The reported move by Ivy league universities, Harvard and Princeton, to discontinue use of the title ‘Master’ as in ‘Master of the Residential College,’ instead of ‘Head of the College,’ on the grounds that terms like ‘Master’ are too poignant reminders of the distasteful history of slavery, is quite interesting.
It makes me wonder if the world of higher education should now be reviewing the award of graduate degrees which carry the prefix ‘Master’ as in MA or MSc or MBA, MPH, MPhil, etc, etc.
Should we as Guyanese with our own history of slavery and indentureship allow such moves to go unnoticed? Should we be questioning, for example, the apprenticeship agreements we execute which refer to the provider of the training as ‘Master’?

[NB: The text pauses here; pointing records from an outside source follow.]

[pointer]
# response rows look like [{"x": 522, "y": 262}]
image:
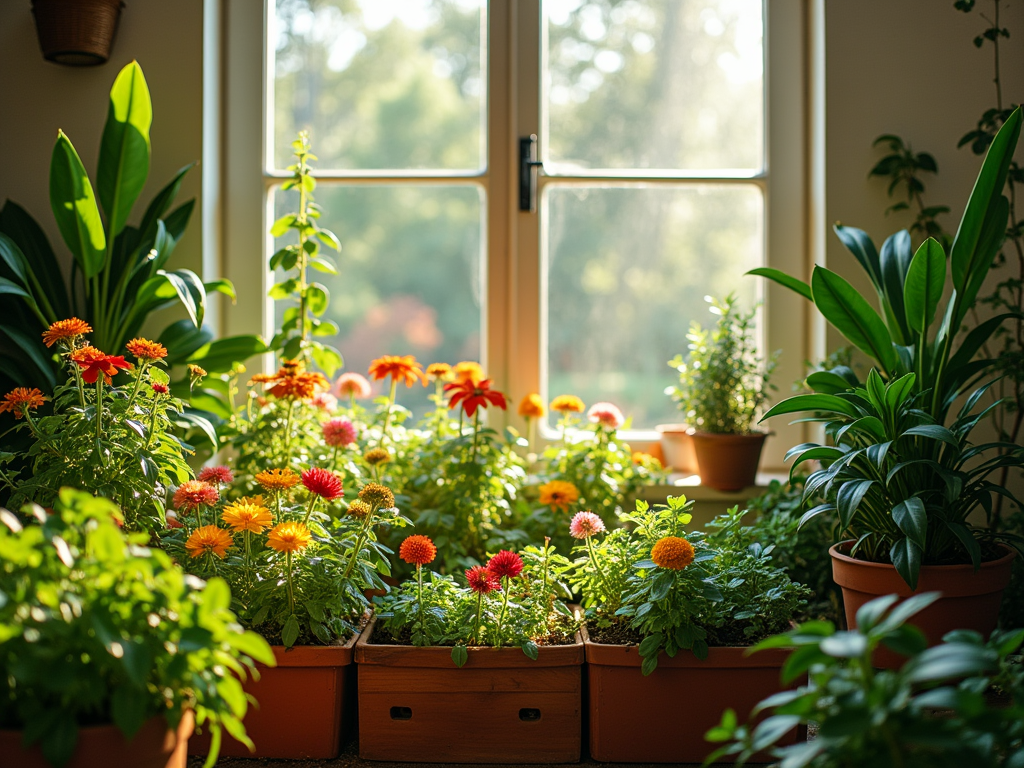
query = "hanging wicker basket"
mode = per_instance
[{"x": 77, "y": 33}]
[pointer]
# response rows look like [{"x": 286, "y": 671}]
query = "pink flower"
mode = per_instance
[
  {"x": 339, "y": 432},
  {"x": 606, "y": 415},
  {"x": 352, "y": 385},
  {"x": 585, "y": 524}
]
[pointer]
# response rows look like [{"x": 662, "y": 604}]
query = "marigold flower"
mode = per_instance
[
  {"x": 506, "y": 564},
  {"x": 531, "y": 407},
  {"x": 20, "y": 398},
  {"x": 193, "y": 494},
  {"x": 418, "y": 550},
  {"x": 399, "y": 368},
  {"x": 209, "y": 540},
  {"x": 566, "y": 403},
  {"x": 474, "y": 394},
  {"x": 585, "y": 524},
  {"x": 482, "y": 581},
  {"x": 606, "y": 414},
  {"x": 61, "y": 330},
  {"x": 672, "y": 552},
  {"x": 338, "y": 432},
  {"x": 323, "y": 483},
  {"x": 559, "y": 495},
  {"x": 248, "y": 513},
  {"x": 145, "y": 349},
  {"x": 289, "y": 537},
  {"x": 276, "y": 479}
]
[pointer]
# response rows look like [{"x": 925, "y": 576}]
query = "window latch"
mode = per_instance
[{"x": 528, "y": 165}]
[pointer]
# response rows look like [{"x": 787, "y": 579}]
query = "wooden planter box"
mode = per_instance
[
  {"x": 416, "y": 706},
  {"x": 663, "y": 718},
  {"x": 304, "y": 705}
]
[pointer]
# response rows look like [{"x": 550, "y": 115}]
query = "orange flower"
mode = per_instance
[
  {"x": 289, "y": 537},
  {"x": 20, "y": 399},
  {"x": 399, "y": 368},
  {"x": 61, "y": 330},
  {"x": 209, "y": 540}
]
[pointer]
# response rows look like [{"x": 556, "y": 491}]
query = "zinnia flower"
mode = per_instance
[
  {"x": 418, "y": 550},
  {"x": 474, "y": 394},
  {"x": 209, "y": 540},
  {"x": 559, "y": 495},
  {"x": 193, "y": 494},
  {"x": 338, "y": 432},
  {"x": 20, "y": 398},
  {"x": 289, "y": 537},
  {"x": 606, "y": 414},
  {"x": 61, "y": 330},
  {"x": 672, "y": 552},
  {"x": 482, "y": 581},
  {"x": 565, "y": 403},
  {"x": 506, "y": 564},
  {"x": 585, "y": 524},
  {"x": 399, "y": 368}
]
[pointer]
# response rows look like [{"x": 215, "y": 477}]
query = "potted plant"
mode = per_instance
[
  {"x": 723, "y": 385},
  {"x": 901, "y": 475},
  {"x": 107, "y": 649},
  {"x": 485, "y": 673},
  {"x": 670, "y": 610},
  {"x": 933, "y": 711}
]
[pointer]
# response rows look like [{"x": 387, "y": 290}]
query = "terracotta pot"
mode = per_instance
[
  {"x": 416, "y": 706},
  {"x": 728, "y": 462},
  {"x": 103, "y": 745},
  {"x": 302, "y": 706},
  {"x": 677, "y": 448},
  {"x": 663, "y": 718},
  {"x": 970, "y": 598}
]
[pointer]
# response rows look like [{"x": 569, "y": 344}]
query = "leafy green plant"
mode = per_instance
[
  {"x": 724, "y": 383},
  {"x": 97, "y": 628},
  {"x": 932, "y": 712}
]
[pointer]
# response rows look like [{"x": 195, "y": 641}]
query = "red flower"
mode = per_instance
[
  {"x": 474, "y": 394},
  {"x": 322, "y": 482},
  {"x": 482, "y": 581},
  {"x": 505, "y": 564}
]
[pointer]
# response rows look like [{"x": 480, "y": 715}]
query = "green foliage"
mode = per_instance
[
  {"x": 933, "y": 711},
  {"x": 97, "y": 628},
  {"x": 723, "y": 384}
]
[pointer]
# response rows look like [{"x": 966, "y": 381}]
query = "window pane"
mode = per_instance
[
  {"x": 673, "y": 84},
  {"x": 410, "y": 272},
  {"x": 381, "y": 84},
  {"x": 628, "y": 268}
]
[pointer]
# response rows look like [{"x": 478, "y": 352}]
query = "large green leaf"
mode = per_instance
[
  {"x": 853, "y": 316},
  {"x": 74, "y": 206},
  {"x": 124, "y": 151}
]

Should we continue to refer to our male teachers as ‘Sir’ this or that (first name), another colonial vestige, while we refer to the female counterpart teachers as ‘Miss’ so-and-so (first name), instead of the appellation used during my time as a student/ teacher, ie, Mr or Mrs or Miss so-and-so (surname)?
Titular misnomers might be considered superficial or unimportant concerns to some, but what cannot be ignored is the continuation of anachronistic attitudes, beliefs and behaviours which have their genesis in times, situations and contexts long, long ago; these must be dealt with frontally and expeditiously.